An interesting and weird read for the Second Monday book group – I enjoyed the theme of biological specimens.

In this book I learned

  • Makes me want to read some Emil Cioran
  • I’ve heard of the Ghent Altarpiece but didn’t know it’s also called Adoration of the Mystic Lamb, and I hadn’t looked at it closely before
  • Sarira relics

Short quotes

  • The protagonist says she can’t put down roots: “I am the anti-Antaeus. My energy derives from movement – from the shuddering of buses, the rumble of planes, trains’ and ferries’ rocking.”
  • Interesting pity for native English speakers: “How lost they must feel in the world, where all instructions, all the lyrics of all the stupidest possible songs, all the menus, all the excruciating pamphlets and brochures—even the buttons in the lift!—are in their private language. They may be understood by anyone at any moment, whenever they open their mouths.”
  • “I am certain that we cannot recognize the fate grooved into the other side of life for us by the divine Engravers.
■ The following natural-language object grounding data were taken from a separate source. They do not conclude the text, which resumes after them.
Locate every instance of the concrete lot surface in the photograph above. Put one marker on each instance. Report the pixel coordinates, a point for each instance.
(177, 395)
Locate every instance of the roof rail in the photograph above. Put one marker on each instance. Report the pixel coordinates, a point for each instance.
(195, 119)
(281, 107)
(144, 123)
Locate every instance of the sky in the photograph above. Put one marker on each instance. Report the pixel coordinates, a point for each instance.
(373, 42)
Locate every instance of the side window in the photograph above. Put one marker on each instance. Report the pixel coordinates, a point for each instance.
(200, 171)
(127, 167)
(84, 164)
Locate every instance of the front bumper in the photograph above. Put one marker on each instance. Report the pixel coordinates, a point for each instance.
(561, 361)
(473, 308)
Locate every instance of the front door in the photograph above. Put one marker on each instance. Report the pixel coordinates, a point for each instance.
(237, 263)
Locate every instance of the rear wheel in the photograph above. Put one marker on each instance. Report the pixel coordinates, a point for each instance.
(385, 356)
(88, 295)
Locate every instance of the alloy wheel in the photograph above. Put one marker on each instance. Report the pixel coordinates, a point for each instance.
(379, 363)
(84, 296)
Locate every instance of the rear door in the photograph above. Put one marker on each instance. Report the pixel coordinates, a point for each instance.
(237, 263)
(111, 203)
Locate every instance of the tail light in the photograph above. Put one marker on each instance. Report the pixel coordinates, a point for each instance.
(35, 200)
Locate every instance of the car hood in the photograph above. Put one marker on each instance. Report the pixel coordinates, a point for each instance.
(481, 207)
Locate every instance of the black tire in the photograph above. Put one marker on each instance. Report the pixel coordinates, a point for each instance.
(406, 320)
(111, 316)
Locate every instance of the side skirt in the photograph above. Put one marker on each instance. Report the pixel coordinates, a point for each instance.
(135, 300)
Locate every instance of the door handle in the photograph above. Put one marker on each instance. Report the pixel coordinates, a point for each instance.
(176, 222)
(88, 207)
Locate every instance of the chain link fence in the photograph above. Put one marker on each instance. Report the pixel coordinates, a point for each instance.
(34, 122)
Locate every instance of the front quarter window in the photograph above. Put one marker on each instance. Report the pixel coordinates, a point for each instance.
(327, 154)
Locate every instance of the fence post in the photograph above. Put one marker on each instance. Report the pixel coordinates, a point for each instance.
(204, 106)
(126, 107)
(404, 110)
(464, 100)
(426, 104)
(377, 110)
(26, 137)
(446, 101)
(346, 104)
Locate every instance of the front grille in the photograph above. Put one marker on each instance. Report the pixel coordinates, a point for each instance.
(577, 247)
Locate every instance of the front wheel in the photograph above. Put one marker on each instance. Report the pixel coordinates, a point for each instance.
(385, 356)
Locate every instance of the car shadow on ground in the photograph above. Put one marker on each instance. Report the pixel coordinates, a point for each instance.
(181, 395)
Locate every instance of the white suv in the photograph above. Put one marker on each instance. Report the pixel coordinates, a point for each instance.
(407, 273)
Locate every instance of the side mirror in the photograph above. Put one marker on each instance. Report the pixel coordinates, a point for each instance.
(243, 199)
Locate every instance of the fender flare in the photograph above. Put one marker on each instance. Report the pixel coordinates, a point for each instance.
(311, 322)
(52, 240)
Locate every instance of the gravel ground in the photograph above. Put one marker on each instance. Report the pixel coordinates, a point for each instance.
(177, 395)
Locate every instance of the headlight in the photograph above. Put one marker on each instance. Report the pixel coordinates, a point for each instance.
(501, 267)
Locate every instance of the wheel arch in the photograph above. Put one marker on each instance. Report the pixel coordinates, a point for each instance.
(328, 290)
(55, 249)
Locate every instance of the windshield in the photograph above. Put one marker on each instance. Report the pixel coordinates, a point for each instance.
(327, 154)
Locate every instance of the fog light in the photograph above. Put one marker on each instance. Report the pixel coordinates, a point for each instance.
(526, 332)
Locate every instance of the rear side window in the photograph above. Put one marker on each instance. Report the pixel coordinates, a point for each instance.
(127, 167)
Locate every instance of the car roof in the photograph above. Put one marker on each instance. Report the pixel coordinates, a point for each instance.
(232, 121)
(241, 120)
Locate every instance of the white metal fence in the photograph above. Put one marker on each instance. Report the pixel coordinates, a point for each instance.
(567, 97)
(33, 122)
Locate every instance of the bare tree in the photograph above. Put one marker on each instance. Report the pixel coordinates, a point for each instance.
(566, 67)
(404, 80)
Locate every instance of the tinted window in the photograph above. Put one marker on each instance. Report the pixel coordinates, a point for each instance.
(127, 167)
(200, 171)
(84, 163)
They must appear to us only once they’ve taken a form intelligible to mankind, in black and white. God writes with his left hand and in mirror writing.”
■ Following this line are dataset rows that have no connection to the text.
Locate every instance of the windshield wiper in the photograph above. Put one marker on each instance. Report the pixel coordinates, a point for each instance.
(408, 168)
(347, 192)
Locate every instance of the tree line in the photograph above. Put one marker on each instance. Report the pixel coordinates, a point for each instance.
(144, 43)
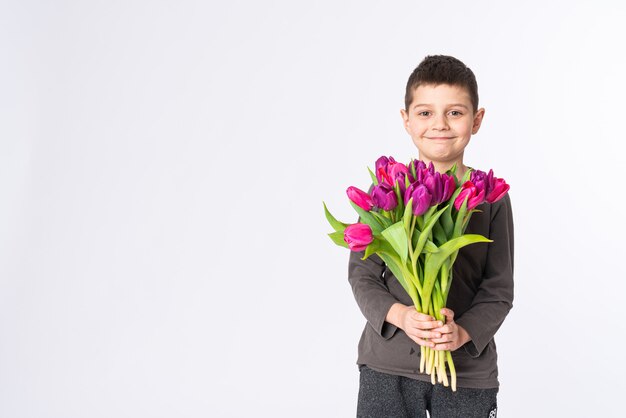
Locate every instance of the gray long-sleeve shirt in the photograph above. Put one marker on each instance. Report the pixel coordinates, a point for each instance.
(481, 296)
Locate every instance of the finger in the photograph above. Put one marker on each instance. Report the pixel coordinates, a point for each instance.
(448, 313)
(442, 347)
(445, 338)
(446, 329)
(425, 334)
(420, 341)
(425, 324)
(418, 316)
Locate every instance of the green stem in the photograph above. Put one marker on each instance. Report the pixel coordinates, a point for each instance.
(452, 371)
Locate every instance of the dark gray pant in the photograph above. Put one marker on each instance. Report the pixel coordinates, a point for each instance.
(383, 395)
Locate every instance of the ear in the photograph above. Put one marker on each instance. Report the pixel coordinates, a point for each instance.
(478, 119)
(405, 119)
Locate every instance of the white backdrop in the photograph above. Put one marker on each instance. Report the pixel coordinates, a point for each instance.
(162, 170)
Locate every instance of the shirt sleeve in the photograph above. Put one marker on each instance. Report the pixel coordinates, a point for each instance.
(371, 292)
(494, 298)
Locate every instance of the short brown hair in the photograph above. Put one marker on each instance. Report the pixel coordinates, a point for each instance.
(442, 69)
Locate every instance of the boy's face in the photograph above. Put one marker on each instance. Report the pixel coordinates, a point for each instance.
(440, 120)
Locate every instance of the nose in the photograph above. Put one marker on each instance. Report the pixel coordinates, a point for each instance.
(440, 123)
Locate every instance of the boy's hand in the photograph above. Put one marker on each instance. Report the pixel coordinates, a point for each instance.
(417, 326)
(453, 336)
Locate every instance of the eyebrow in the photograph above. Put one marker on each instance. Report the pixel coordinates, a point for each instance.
(451, 105)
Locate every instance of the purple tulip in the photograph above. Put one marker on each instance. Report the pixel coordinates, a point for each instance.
(498, 191)
(384, 197)
(394, 170)
(382, 169)
(449, 186)
(421, 198)
(360, 198)
(481, 180)
(434, 184)
(473, 195)
(358, 236)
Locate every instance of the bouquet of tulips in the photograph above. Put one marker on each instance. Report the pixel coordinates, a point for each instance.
(414, 219)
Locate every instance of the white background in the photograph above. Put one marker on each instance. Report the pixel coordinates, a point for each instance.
(162, 171)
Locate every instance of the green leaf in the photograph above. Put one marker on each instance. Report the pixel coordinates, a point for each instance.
(337, 226)
(384, 221)
(337, 238)
(426, 232)
(396, 236)
(430, 247)
(460, 219)
(406, 282)
(373, 176)
(368, 218)
(438, 233)
(434, 261)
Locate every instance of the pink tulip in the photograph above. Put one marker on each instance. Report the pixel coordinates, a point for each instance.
(449, 186)
(360, 198)
(422, 198)
(384, 197)
(473, 195)
(499, 190)
(358, 236)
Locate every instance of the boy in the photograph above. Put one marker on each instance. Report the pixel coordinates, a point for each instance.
(441, 114)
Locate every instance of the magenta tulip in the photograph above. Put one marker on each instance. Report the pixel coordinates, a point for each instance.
(358, 236)
(449, 186)
(383, 170)
(499, 190)
(434, 184)
(422, 198)
(473, 195)
(360, 198)
(384, 197)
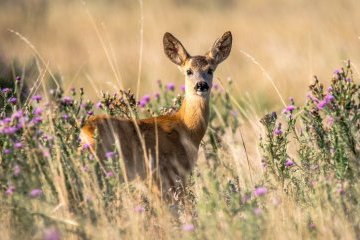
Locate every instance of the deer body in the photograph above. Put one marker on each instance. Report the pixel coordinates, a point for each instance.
(166, 146)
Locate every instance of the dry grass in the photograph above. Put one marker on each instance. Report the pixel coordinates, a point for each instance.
(291, 42)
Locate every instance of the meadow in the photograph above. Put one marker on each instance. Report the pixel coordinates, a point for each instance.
(280, 159)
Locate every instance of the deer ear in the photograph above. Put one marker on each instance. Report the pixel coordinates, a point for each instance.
(174, 49)
(221, 48)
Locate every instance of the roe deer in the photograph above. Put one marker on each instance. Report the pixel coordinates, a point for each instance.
(164, 147)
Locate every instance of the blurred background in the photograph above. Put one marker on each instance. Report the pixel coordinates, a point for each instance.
(85, 43)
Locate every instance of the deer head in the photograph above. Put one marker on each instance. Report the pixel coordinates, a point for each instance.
(198, 70)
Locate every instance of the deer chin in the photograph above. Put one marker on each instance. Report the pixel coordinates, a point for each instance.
(203, 93)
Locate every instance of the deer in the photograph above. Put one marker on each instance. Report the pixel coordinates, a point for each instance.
(164, 148)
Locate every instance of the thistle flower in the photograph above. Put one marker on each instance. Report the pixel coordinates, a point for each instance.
(86, 146)
(10, 190)
(9, 130)
(38, 111)
(99, 105)
(35, 193)
(260, 191)
(157, 96)
(257, 211)
(7, 151)
(12, 100)
(18, 145)
(16, 170)
(170, 87)
(67, 101)
(278, 130)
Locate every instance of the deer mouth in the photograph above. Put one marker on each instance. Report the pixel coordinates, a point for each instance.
(201, 88)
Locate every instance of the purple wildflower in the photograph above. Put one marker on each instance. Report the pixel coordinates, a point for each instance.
(52, 234)
(289, 163)
(146, 98)
(10, 190)
(16, 170)
(36, 120)
(12, 100)
(6, 90)
(38, 111)
(329, 98)
(260, 191)
(188, 227)
(246, 198)
(170, 86)
(109, 154)
(157, 96)
(9, 130)
(17, 114)
(329, 121)
(341, 191)
(6, 121)
(109, 174)
(321, 104)
(67, 100)
(278, 130)
(35, 193)
(98, 105)
(7, 151)
(18, 145)
(36, 98)
(289, 109)
(142, 103)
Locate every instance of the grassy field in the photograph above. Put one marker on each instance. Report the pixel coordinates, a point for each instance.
(273, 165)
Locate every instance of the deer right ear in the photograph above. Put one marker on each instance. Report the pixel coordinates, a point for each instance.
(174, 49)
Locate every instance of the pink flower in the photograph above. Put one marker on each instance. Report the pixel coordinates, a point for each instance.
(10, 190)
(289, 163)
(16, 170)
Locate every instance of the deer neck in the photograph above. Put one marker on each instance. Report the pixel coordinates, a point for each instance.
(194, 113)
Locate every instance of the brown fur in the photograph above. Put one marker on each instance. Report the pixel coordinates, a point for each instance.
(164, 146)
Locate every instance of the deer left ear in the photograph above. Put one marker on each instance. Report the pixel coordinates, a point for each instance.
(221, 48)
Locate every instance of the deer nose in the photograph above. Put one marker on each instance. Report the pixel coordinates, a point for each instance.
(201, 86)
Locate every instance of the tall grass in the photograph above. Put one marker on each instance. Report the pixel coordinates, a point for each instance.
(303, 183)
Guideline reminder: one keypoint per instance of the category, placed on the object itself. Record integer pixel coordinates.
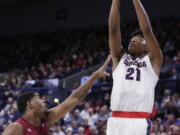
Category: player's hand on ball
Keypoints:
(101, 72)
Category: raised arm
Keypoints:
(152, 43)
(58, 112)
(14, 129)
(115, 44)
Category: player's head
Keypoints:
(137, 46)
(32, 102)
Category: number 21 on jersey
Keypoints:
(131, 71)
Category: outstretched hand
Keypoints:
(101, 72)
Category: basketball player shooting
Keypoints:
(135, 74)
(36, 118)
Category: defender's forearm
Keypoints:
(82, 91)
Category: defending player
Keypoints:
(36, 118)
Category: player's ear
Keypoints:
(29, 105)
  • “The more experienced a biologist you become, the longer and harder you look at the complex structures and connections in the biosystem, the stronger your hunch that all animate things cooperate in this growth and bursting, supporting one another. Living organisms give themselves to one another, permit one another to make use of them. If rivalry exists, it is a localised phenomenon, an upsetting of the balance.”
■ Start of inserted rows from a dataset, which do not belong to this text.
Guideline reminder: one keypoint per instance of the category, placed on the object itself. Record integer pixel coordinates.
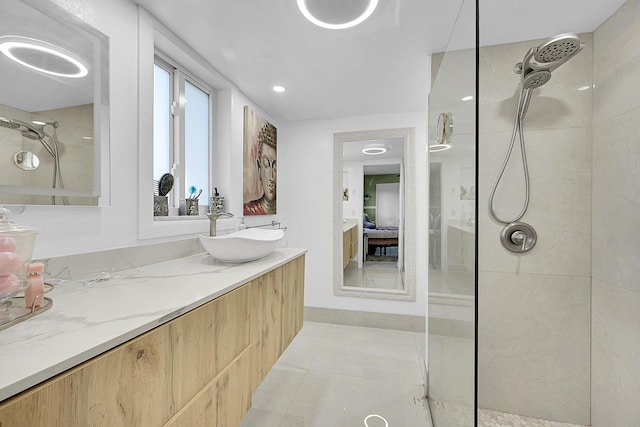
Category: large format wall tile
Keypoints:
(560, 203)
(617, 63)
(616, 201)
(557, 104)
(616, 356)
(534, 334)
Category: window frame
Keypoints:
(179, 75)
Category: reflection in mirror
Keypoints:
(54, 108)
(374, 219)
(26, 160)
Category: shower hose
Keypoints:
(523, 103)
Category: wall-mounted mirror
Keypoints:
(374, 214)
(54, 104)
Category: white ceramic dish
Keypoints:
(242, 246)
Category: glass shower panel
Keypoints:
(452, 226)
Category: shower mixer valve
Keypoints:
(518, 237)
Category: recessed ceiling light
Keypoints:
(42, 56)
(337, 15)
(434, 148)
(373, 150)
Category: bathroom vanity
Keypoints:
(179, 343)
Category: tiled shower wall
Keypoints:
(534, 309)
(76, 154)
(616, 221)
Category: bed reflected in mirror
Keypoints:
(372, 228)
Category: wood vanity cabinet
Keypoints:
(349, 245)
(196, 370)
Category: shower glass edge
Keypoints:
(452, 284)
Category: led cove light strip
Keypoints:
(33, 44)
(374, 150)
(302, 5)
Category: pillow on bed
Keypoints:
(366, 223)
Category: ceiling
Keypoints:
(377, 67)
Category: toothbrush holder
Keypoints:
(188, 207)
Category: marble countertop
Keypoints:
(95, 314)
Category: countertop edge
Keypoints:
(48, 371)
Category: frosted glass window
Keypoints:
(196, 139)
(161, 122)
(182, 131)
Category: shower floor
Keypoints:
(451, 415)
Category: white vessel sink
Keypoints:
(242, 246)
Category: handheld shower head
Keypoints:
(535, 79)
(8, 123)
(558, 48)
(540, 61)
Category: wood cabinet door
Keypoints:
(109, 390)
(223, 401)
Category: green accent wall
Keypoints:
(370, 182)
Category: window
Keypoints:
(181, 131)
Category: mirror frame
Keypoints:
(409, 247)
(101, 115)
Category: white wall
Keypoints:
(67, 230)
(305, 160)
(304, 181)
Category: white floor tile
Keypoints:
(336, 375)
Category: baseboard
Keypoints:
(400, 322)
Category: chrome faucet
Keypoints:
(213, 217)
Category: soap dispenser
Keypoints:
(16, 247)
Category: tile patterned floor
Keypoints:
(451, 415)
(335, 375)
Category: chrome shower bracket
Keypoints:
(518, 237)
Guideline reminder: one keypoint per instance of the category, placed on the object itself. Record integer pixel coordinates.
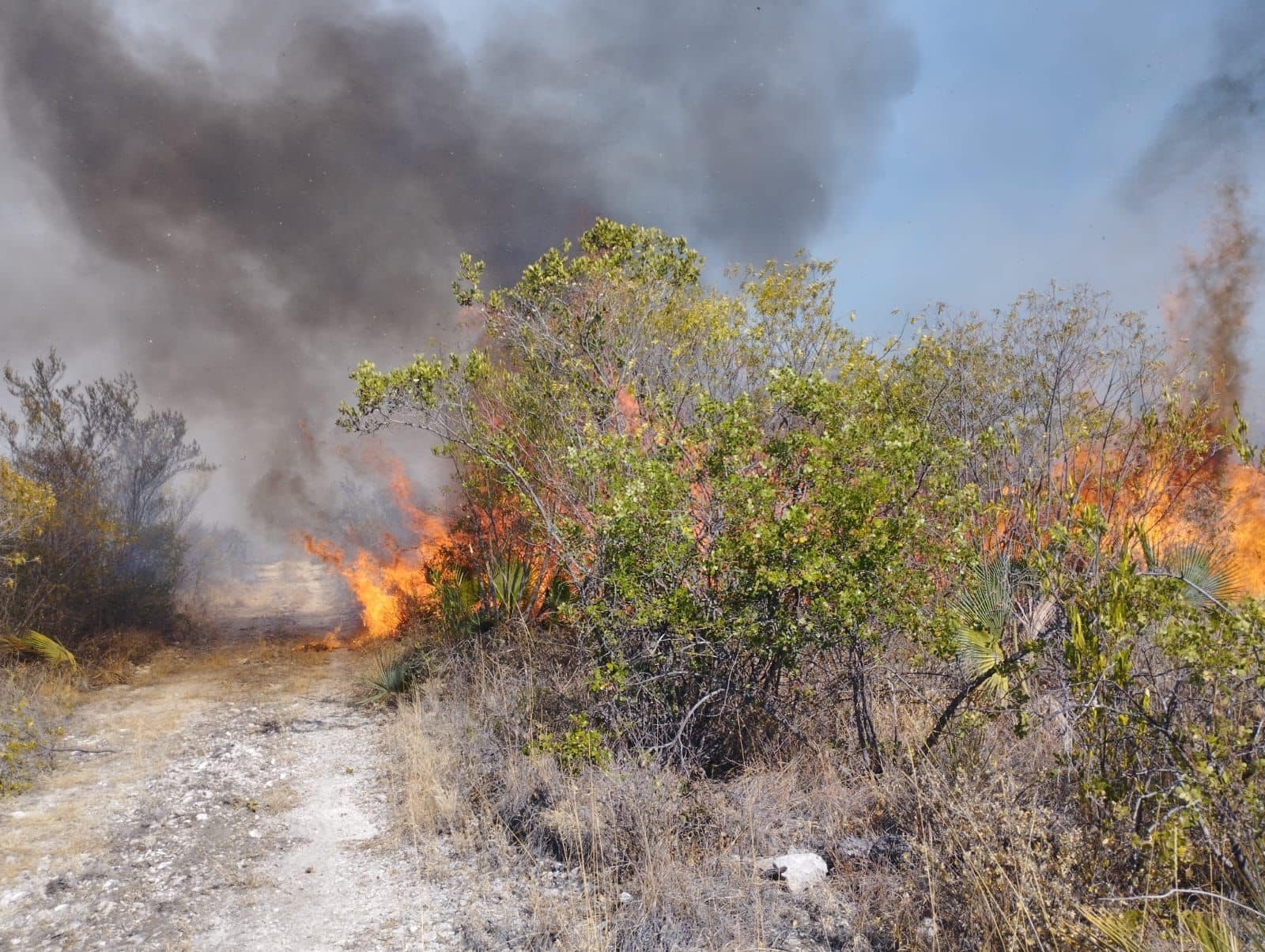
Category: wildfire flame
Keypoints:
(383, 587)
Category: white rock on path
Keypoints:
(797, 871)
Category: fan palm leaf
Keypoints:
(1210, 574)
(41, 646)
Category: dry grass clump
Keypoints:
(122, 656)
(988, 855)
(33, 704)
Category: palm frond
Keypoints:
(1116, 931)
(987, 602)
(1208, 572)
(41, 646)
(980, 653)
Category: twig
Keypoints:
(1178, 890)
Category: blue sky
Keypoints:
(999, 170)
(1005, 162)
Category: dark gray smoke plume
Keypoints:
(278, 190)
(1216, 123)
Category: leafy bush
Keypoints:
(777, 537)
(105, 493)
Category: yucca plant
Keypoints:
(396, 675)
(40, 646)
(509, 587)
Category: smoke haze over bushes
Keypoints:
(261, 190)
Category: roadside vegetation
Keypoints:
(963, 613)
(95, 503)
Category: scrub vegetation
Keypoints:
(971, 613)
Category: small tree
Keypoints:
(113, 550)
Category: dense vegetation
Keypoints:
(93, 508)
(94, 512)
(758, 536)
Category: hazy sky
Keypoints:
(238, 206)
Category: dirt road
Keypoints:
(240, 803)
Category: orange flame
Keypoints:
(383, 587)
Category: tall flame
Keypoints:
(385, 585)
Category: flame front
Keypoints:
(385, 587)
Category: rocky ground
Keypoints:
(240, 803)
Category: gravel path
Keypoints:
(242, 807)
  • “The books set on the shelves show only their spines to people, and it’s as though, thinks Kunicki, you could only see people in profile. They don’t tempt you with their colourful covers, don’t boast with banners on which every word is a superlative; as though being punished, like recruits, they present only their most basic facts: title and author, nothing more.”
  • Message from Polish students traveling to Ireland, written on a air-sickness bag; the narrator wants to find out how it turned out for them. “But I know that writing on bags is something people do only out of anxiety and uncertainty. Neither defeat nor the greatest success are conducive to writing.”